Cette interpénétration des âges de la vie précédant la condition d’adultes est pour l’auteur liée à l’évolution du rôle de l’adulte (Gauchet, 2004, p. 43). Bien que cette notion soit remise en cause et fasse l’objet de nombreux débats, notamment en regard d’autres catégories comme celle de « jeunesse » ou de « post-adolescence » (Galland, 2001), elle permet de mettre l’accent sur la période de transition dans laquelle se trouvent les individus concernés.

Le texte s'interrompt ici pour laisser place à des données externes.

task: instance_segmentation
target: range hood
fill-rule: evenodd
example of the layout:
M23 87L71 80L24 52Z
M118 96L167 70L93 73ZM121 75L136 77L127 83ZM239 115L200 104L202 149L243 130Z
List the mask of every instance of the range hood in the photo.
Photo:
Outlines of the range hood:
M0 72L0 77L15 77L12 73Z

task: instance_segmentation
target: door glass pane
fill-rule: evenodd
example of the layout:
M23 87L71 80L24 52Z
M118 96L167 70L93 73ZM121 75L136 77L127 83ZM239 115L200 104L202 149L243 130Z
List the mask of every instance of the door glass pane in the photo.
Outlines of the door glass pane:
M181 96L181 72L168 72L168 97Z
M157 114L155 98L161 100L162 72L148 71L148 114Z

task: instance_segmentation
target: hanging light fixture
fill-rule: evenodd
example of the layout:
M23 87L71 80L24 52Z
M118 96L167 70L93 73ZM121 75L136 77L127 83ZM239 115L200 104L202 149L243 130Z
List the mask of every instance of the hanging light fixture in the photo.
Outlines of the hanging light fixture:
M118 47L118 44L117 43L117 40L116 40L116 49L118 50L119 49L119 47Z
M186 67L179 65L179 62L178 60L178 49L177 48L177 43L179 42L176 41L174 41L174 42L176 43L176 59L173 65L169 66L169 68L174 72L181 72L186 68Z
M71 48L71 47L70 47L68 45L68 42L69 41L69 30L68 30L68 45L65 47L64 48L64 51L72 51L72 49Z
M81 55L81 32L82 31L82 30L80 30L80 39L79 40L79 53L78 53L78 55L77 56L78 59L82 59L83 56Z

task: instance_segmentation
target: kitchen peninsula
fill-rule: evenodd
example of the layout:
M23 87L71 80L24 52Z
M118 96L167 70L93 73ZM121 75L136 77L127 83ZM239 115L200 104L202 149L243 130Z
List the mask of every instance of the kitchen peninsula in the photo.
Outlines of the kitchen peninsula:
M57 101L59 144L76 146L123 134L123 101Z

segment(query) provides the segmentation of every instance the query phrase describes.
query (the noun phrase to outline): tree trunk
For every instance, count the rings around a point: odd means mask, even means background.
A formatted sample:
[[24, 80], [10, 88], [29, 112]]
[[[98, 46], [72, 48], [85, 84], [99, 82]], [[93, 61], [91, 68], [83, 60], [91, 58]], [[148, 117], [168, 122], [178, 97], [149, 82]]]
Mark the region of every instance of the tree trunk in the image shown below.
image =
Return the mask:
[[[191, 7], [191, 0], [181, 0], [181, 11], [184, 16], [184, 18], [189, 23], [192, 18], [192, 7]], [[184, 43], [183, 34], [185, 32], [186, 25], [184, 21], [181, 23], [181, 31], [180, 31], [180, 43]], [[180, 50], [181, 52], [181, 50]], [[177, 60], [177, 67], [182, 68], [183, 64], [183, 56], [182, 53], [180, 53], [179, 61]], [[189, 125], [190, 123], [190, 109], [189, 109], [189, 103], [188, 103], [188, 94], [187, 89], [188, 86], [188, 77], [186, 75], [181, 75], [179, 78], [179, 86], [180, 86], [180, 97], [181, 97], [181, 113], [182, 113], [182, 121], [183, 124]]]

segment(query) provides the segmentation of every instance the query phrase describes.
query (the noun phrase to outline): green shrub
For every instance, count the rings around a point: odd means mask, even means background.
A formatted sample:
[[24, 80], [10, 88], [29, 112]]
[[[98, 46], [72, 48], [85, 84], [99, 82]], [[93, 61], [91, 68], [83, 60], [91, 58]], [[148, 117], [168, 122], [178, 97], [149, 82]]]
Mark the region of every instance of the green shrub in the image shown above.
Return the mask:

Les adolescents se situent donc à l’interface entre les deux catégories « enfants » et « jeunes ». Si l’on observe les tranches d’âge auxquelles se réfèrent les travaux en géographie portant sur l’une ou l’autre de ces catégories, on s’aperçoit que les adolescents peuvent être pris en compte dans les enquêtes, alors que le terme même est plutôt rare dans le contexte scientifique francophone. A l’exception de certaines recherches, les travaux sont polarisés autour des deux catégories d’enfance et de jeunesse. Le même constat peut être établi dans le contexte anglophone. Dans son article « Nothing to do, nowhere to go. Teenage girls and

« public space » in the Rondda Valleys, South Wales», Tracey Skelton note le manque de

travaux en géographie portant sur les adolescents, et notamment sur les filles (Skelton, 2000). Face à ce constat qu’elle explique par la volonté des adultes d’écarter les adolescents d’un espace public qu’ils se réservent, Tracey Skelton analyse les adolescents dans l’espace public à travers une division binaire, dont elle montre qu’elle s’applique à la fois aux personnes (adultes/enfants, garçons/filles) mais aussi aux espaces (publics/privés). On retrouve l’idée du binaire dans les représentations de l’enfant dans la rue avec la double figure de l’ange et du démon déjà mentionnée (Valentine, 1996). Evoquant une population « in-between », en ce qui concerne son âge mais aussi les représentations associées à sa présence dans l’espace public (Matthews, Limb et Taylor, 2000, p. 65), l’adolescence est un concept qui permet de prendre en compte la dialectique continue qui traverse le sujet de cette thèse, en même temps qu’elle correspond à une période de profonds remaniements identitaires, importants dans la situation étudiée.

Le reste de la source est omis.